Everytime, after some time of data analysis, I always end up by building a Shiny dashboard.
I would like to have advice on what is the best way to structure my code when I have event data with date granularity as 'hourly'.

Below is the "restructuration plan" of my different scripts that I have in mind but I would like it to be challenged if you anticipate things that could not be efficient in the following proces:

  1. Get raw data in with date granularity at hourly level
  2. Perform the different data analysis at hourly level
  3. Aggregate at daily/weekly/monthly/yearly only when necessary for building ggplot graphs
  4. Build Shiny and attach filter for the Date to select granularity of x axis (hourly/daily/weekly/monthly/yearly granularity)

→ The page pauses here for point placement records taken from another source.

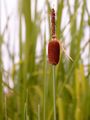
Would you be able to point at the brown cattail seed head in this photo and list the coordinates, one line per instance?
(53, 51)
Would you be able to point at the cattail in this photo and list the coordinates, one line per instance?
(53, 23)
(53, 51)
(53, 46)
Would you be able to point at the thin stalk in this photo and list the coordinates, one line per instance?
(54, 92)
(38, 111)
(6, 118)
(26, 117)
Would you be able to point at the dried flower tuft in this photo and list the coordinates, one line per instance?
(53, 51)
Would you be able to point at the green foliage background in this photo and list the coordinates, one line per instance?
(33, 80)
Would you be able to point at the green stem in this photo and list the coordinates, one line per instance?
(6, 118)
(38, 111)
(54, 92)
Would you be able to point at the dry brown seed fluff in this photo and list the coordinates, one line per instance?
(53, 51)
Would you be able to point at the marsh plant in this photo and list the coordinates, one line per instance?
(46, 84)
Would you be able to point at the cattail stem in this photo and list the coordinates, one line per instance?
(6, 108)
(54, 92)
(38, 111)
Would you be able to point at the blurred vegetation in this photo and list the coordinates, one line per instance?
(33, 79)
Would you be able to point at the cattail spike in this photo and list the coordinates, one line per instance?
(53, 23)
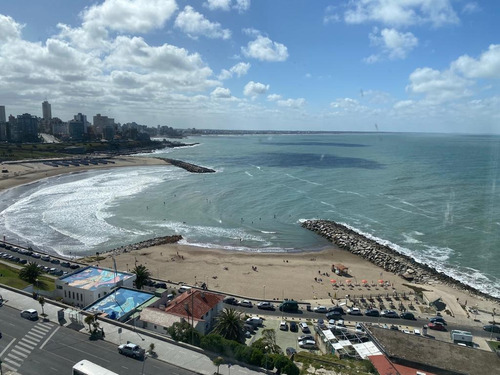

Thanks a lot for any of your advice!
Max

What sort of analysis do you do?

Some common analysis you can do with time series is identifying seasonality and making forecasts.

You can do regression to try to relate variables but because time series typically have autocorrelation, the observations are not statistically independent so the p-values are compromised.

It's mostly analyzing users behavior inside webapps or apps, how many media they have, what features they are using, the different cohorts analysis etc.

Cool. You might want a data set aggregated by app/service and another aggregated by customer. The first would be user full for high level plots of usage over time and the second for analyzing customer behavior and clustering into customer types.

1 Like

Thanks, dully noted. What bothers me the most is how to handle Date and when it make sense to use the most granular time (like hourly for me) and when it makes more sense to use less granular like week/month.

You might make that decision based on the sparsity of the data. If an hourly frequency produces observations with lots of zeros, you might choose daily or monthly instead.